About

FHIS department profile introduction:

Dr O’Brien is a lecturer of French at UBC Vancouver.

She is of mixed origin and grew up in Belgium, bilingual (trilingual when very small). Her background has shaped a broader concern with hybridity, migrancy, cosmopolitanism, and tolerance. She has been at UBC since 2009. Before then, she taught at Princeton University, Trinity College Dublin (Centre for Medieval and Renaissance Studies), and University College Dublin. She has also worked in bookselling, freelance web-design, and translation.

She teaches French language, literature, and culture. Her research is on Medieval literature and culture (mainly Old French and Occitan poetry), connections between medieval and post-medieval textuality and hypertextuality, the purpose of reading and its practice in interactive communities, and the integration of teaching and research in/as learning. Her other interests—some of which conjoin her teaching and research—include speculative fictions of many forms and from many times (Medieval marginalia and romance, bande dessinée and graphic novels, SF, cinema), and food.

Her main blog is Meta-meta-medieval. 

This present site is a teaching portfolio.

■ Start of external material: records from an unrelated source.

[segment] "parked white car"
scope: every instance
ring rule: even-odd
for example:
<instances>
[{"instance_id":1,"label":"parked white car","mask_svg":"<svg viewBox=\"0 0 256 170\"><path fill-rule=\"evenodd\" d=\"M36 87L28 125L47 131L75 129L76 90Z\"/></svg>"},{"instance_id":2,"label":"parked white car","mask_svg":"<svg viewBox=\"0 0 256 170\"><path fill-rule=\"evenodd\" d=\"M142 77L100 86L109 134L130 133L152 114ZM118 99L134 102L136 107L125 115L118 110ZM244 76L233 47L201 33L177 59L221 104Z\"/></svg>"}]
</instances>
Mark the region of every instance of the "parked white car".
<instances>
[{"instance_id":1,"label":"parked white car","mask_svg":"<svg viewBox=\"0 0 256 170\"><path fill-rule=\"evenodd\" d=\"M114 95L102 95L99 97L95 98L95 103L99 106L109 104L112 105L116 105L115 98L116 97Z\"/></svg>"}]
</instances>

Self-portrait in office. I am in the foreground, pictured from the shoulders up. In the background are bookcases (French and medieval literature, modern literary criticism and theory, poetry and poetics). A potus plant is on top of the bookcase. Its vines entangle the shelves and sides below, and seem to grow out of my ear. Originally arranged as a background while teaching online, then photographed for use as a Zoom background. Composition and photo: Juliet O’Brien, 2024.